A Transformação Política
Após o regime militar e sua sair do Ministério, Delfim não desapareceu da cena pública. Transformou-se em um político influente, e entre 1987 e 2007, foi deputado federal por São Paulo.
Relação com o PT
A reviravolta em sua carreira ocorreu quando estabeleceu uma relação próxima com o novo governo de Lula. Essa aliança representou uma mudança significativa, já que Delfim, uma figura associada aos anos de ditadura militar, tornou-se um conselheiro econômico importante do governo progressista.
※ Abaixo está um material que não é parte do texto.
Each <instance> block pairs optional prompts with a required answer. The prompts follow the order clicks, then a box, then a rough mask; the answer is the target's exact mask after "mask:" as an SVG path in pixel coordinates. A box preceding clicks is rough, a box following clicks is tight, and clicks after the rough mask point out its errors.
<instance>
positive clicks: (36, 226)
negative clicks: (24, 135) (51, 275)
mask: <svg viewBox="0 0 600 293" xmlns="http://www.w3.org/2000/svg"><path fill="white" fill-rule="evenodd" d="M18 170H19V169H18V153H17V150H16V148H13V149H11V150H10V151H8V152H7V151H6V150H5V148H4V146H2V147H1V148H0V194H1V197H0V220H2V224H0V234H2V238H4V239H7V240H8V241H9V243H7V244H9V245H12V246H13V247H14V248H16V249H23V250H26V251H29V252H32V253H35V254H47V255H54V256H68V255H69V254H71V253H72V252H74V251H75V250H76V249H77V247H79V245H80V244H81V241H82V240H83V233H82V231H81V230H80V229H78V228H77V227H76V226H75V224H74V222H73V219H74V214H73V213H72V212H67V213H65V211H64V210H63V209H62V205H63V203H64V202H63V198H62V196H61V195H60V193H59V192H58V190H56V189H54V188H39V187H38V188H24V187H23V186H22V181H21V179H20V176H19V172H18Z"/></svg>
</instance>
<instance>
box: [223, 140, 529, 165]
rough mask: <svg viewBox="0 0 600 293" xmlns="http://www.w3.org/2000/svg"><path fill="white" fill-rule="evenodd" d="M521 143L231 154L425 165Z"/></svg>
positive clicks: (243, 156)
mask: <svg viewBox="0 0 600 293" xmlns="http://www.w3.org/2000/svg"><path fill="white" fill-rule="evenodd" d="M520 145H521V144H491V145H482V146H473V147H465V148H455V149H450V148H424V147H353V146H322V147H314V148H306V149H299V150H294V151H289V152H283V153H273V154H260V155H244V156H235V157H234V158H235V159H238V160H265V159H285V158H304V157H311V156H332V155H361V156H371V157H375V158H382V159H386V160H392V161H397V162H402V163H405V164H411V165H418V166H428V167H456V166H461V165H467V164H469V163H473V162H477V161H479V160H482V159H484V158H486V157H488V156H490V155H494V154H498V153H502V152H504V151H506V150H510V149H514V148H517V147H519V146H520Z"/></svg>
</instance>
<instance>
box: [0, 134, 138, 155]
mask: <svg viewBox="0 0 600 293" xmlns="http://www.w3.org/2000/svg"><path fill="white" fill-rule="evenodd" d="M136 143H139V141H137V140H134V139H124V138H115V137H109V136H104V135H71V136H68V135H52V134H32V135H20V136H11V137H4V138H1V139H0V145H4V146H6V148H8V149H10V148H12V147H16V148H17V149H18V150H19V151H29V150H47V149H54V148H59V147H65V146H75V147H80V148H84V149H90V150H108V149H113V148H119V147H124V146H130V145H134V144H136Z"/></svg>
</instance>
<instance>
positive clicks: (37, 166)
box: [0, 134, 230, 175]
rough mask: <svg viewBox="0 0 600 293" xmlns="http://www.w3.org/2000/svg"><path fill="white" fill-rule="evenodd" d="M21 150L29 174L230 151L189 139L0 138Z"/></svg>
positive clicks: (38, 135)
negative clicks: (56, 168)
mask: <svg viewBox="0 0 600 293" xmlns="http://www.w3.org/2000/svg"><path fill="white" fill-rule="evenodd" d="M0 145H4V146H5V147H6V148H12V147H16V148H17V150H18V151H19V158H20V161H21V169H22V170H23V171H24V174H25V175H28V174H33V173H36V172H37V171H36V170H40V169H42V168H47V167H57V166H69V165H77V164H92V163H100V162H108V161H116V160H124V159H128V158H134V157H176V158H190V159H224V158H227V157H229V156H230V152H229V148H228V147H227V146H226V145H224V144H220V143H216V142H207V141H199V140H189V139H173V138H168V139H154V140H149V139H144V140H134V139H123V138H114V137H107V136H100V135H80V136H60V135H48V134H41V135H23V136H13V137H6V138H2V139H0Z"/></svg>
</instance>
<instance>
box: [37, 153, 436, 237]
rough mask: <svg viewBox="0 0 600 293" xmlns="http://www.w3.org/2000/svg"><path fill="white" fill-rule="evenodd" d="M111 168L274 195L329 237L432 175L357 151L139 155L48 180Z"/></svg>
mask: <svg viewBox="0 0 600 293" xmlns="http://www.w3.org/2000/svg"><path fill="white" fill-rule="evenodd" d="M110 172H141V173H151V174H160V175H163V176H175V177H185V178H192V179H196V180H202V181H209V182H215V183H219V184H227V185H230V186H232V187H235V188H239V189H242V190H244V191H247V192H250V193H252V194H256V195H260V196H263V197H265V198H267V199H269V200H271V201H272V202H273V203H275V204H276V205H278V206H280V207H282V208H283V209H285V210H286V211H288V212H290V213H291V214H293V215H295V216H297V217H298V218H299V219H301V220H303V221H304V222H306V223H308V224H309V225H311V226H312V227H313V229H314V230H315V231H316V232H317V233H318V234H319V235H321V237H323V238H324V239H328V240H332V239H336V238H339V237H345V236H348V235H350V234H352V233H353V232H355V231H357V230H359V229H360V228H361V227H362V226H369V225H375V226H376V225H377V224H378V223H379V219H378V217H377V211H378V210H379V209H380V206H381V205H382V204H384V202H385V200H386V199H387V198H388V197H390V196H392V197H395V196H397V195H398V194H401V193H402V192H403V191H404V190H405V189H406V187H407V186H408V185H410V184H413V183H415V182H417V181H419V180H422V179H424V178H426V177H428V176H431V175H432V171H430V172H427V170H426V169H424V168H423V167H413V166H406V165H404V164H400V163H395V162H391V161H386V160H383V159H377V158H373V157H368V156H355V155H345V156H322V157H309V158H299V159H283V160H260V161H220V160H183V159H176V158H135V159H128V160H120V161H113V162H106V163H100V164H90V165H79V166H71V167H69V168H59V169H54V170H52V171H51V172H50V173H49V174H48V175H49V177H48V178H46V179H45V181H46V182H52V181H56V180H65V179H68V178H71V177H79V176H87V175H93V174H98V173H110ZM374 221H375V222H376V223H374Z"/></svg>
- PAC: Programa de Aceleração do Crescimento: Delfim teve um papel fundamental na concepção do PAC, que buscava unir ajuste fiscal com investimento em obras públicas.
Legado e Reflexões
A trajetória de Delfim Netto ilustra a complexidade da política econômica brasileira e seus impactos nas vidas dos cidadãos. Apesar de ter sido uma figura controversa, sua análise e previsões continuam a ressoar.
O Futuro e a História
Décadas depois dos eventos que marcaram sua carreira, Delfim analisou sua influência no cenário econômico brasileiro com uma visão crítica:
A Tempestade Perfeita: Ele cunhou a expressão “tempestade perfeita” para descrever o período de crise que se avizinhava, indicando sua capacidade de leitura do futuro econômico.
- Citações Memoráveis: Em entrevistas, ficou conhecido por frases impactantes, como “Não confio em nenhum governo. Nem quando estou nele.”
Conclusão
Antônio Delfim Netto permanece uma figura emblemática da história política e econômica do Brasil. Sua trajetória revela não apenas os desafios enfrentados em sua gestão, mas também as lições que podem ser extraídas para o presente e o futuro. A Itália não produziu apenas um economista, mas um verdadeiro barítono que, em meio a altos e baixos, cantou a orquestra econômica do Brasil durante um dos períodos mais turbulentos de sua história.